In order to effectively depose defendant’s design engineer with regard to the defense that the plaintiff’s negligence caused the accident, the plaintiff’s attorney must understand the concept of ergonomics as it relates to product design engineering. An understanding of hazard analysis is also required. Ergonomics as it relates to machine design involves the consideration of human factors and characteristics in designing safety features into machines. The basic precept is that people make mistakes. Since this is foreseeable to the design engineer, it must be taken into consideration when designing a product. A machine must be designed so as to reduce, as much as technologically feasible, without destroying the utility of the machine, foreseeable actions by the operator resulting in injury. In order to design a machine so as to reduce the potential of injury resulting from human error, hazard analysis must include a collection of accident and injury information. Product design is not a stagnant event, but an ever evolving process, which requires constant review of injury data, so that modifications to the machine design may be made to eliminate predictable human behavior resulting in injury. A hazard is a condition that may cause injury. Once a hazard has been identified, the risk of injury as a result of the hazard must be reduced as much as possible while preserving the utility of the machine. A machine is dangerous when the risk of being injured by the identified hazard is unacceptable.
Once a hazard is identified, it is the responsibility of the design engineer to design the machine so as to eliminate, or at least, reduce the possibility of injury resulting from that hazard. There is an accepted priority in the field of product design engineering with regard to the prevention of injury from an identified hazard. The first goal of the design engineer is to eliminate or design out the hazard if this can be done without destroying the functional utility of the product. Obviously, this often cannot be done. The second option is to guard against the hazard causing injury. If the hazard cannot be guarded against the final option is to warn about the potential of injury resulting from the known hazard.

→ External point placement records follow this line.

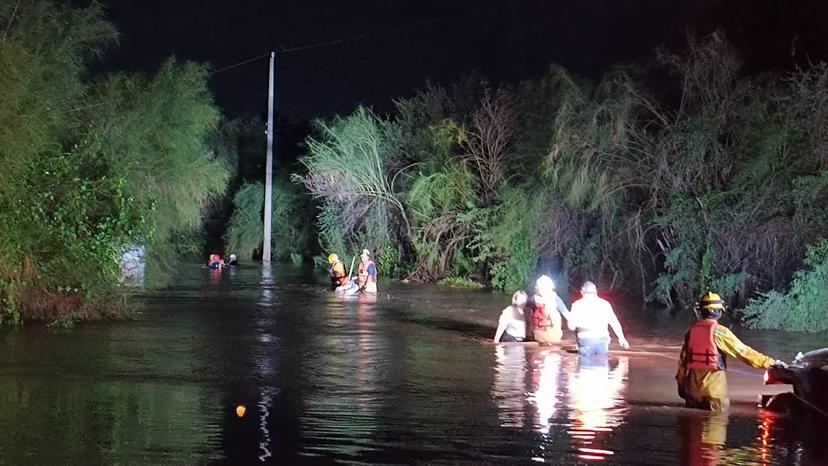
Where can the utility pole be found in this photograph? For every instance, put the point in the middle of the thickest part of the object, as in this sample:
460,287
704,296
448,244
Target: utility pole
269,169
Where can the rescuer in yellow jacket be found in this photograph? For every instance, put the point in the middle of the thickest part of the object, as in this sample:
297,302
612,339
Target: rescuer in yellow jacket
703,360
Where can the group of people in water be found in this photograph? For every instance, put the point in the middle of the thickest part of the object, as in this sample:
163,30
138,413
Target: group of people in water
542,315
216,262
700,378
344,282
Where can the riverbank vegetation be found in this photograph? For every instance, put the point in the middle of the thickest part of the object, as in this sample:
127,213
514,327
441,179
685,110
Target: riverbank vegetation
663,179
91,165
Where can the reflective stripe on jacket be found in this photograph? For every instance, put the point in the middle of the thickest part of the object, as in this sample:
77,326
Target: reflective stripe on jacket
701,352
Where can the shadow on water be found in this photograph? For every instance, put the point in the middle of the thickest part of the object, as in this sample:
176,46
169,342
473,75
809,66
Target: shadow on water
407,376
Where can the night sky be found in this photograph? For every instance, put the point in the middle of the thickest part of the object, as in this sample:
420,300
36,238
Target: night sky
392,47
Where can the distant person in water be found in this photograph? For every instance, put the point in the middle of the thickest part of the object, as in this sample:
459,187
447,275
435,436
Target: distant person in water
590,317
547,309
215,262
337,271
367,278
512,324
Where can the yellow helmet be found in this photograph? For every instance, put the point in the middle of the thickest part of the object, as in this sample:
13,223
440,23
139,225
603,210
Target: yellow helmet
711,301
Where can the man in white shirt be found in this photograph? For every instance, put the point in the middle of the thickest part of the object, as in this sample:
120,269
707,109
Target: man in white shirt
590,316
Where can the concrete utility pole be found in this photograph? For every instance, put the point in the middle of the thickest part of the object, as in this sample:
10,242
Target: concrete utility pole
269,169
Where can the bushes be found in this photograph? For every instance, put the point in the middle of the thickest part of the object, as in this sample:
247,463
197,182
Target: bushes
802,307
290,234
90,166
713,179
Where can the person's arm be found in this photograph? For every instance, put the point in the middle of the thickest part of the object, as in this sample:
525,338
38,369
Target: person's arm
501,325
572,319
681,372
615,325
562,308
729,344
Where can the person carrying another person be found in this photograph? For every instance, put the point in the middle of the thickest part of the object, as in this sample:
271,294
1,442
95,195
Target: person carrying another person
701,378
547,309
337,271
512,324
367,278
590,317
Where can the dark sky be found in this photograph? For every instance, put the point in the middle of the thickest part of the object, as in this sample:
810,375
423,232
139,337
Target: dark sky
410,41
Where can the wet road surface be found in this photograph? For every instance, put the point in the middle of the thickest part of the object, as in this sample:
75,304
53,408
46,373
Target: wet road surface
409,376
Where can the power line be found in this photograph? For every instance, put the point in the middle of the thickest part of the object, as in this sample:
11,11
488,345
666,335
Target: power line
339,41
243,62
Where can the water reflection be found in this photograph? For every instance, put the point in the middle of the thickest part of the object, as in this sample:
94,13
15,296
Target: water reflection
596,398
509,390
702,437
264,363
543,395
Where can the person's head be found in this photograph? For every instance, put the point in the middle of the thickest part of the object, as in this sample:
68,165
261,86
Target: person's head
544,285
711,306
589,289
519,299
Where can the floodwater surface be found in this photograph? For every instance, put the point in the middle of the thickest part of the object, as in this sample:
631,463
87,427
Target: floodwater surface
254,366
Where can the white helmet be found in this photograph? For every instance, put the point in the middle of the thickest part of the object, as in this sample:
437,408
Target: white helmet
589,287
544,283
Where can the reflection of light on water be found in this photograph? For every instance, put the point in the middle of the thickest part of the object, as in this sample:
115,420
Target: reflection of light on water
546,366
265,367
595,395
509,388
264,444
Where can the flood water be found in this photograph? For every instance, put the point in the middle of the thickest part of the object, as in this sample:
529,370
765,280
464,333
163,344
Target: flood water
409,376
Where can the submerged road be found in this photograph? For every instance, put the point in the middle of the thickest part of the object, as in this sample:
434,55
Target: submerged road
408,376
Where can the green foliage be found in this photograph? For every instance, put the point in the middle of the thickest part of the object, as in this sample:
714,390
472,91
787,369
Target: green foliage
289,234
713,180
802,306
459,282
90,167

In many cases involving injury caused by allegedly defective machines, the machine will have had a warning on it as to the very action by the plaintiff which precipitated his injury. This must, of course, be dealt with at the deposition of the defendant’s design engineer. Most design engineers will admit that written warnings are the least effective method of protecting someone from a known hazard and should be used only as a last resort or in combination with proper guarding.